Doch es gibt auch Ansätze für einen Gegentrend: Der Rückgang an Mitgliedern wurde im vergangenen Jahr immerhin verlangsamt. „Gerade in unsicheren Zeiten können Gewerkschaften wieder attraktiv werden, wenn sie vor Ort flexibel auf die Probleme von Belegschaften reagieren“, sagt der Frankfurter Gewerkschaftsforscher Josef Esser. So ist beispielsweise die Mitgliederzahl der IG Metall im letzten Jahr bundesweit um 2 Prozent zurückgegangen. In Nordrhein-Westfalen aber konnte die Gewerkschaft ebenso viele Beschäftigte hinzugewinnen wie sie durch Austritte oder Sterbefälle verlor. Die betriebliche Tarifpolitik der dortigen IG Metall, die sich bei Arbeitszeiten und Sonderzahlungen flexibel gezeigt hat, „hat viele Beschäftigte angesprochen“, erklärt Wolfgang Nettelstroth, Sprecher der IG Metall Nordrhein-Westfalen.

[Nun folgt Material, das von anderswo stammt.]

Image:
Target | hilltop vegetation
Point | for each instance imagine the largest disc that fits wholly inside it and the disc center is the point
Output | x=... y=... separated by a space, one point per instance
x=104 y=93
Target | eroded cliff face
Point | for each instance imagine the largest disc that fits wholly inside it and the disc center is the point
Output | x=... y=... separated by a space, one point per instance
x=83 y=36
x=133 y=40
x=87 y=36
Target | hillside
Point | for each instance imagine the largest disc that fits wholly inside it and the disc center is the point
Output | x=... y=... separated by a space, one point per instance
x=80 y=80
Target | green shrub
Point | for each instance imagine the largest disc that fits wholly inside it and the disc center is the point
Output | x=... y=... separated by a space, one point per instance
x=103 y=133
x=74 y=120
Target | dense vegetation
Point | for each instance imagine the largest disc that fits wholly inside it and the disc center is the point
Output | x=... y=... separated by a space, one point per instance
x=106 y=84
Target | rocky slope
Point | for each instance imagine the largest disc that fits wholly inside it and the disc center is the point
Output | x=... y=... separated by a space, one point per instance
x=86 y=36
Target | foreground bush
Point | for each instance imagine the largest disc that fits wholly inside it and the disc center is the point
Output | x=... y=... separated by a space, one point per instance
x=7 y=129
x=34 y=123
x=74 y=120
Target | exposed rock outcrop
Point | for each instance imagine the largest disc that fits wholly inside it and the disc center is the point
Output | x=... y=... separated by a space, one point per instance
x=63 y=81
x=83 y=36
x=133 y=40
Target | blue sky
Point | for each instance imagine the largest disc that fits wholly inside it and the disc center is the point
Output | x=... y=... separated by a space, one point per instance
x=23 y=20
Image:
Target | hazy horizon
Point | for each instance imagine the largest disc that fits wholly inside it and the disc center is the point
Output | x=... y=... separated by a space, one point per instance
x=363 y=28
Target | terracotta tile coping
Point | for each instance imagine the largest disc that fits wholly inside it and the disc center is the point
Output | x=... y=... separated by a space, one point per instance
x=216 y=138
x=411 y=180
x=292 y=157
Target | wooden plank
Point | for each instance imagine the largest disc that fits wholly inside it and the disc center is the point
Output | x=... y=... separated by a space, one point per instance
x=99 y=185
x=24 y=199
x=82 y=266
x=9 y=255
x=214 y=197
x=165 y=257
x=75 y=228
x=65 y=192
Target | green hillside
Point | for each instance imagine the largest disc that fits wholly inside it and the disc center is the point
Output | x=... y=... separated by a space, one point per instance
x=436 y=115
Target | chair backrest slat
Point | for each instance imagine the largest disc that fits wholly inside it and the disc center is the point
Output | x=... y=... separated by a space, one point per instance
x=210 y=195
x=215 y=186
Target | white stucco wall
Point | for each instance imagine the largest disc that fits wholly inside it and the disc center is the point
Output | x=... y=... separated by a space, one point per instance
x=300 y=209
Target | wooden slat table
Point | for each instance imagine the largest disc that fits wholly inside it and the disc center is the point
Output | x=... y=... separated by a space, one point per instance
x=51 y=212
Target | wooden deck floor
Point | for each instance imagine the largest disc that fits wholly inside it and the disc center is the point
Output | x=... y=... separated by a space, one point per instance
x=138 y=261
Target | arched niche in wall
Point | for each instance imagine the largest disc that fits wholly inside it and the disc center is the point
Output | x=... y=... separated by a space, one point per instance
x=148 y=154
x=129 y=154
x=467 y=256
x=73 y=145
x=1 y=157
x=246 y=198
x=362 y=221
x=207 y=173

Nur noch 68 Prozent der Beschäftigten im Westen und 53 Prozent im Osten werden von Tarifverträgen erfasst. Tarifliche Regelungen werden selbst von den öffentlichen Arbeitgebern zunehmend weniger geachtet: So waren die tariflich festgelegten Arbeitszeiten im öffentlichen Dienst der Länder schon seit zwei Jahren gekündigt und neu Eingestellte wurden tariflos zu höheren Arbeitszeiten verpflichtet, bis es jetzt zum neuen Abschluss kam. Auch in anderen Branchen herrschen nach dem Auslaufen von Tarifverträgen erst einmal „tariflose Zeiten“, in denen die alten Tarifverträge nur noch mit Nachwirkung und eingefrorener Lohnhöhe gelten. Diese Fälle „häufen sich“, heißt es im Tarifhandbuch 2006 des gewerkschaftsnahen WSI-Instituts.

Als Tarifpartner allein also schwindet die Macht der Gewerkschaften – nötig ist nach wie vor der moralische Surplus, sich für die Schwachen auch politisch einzusetzen. Was die Glaubwürdigkeit betrifft, rangieren die Gewerkschaften bei den Jüngeren zwar laut Umfragen weit hinter Greenpeace, jedoch vor den Kirchen und der Wirtschaft. Immerhin.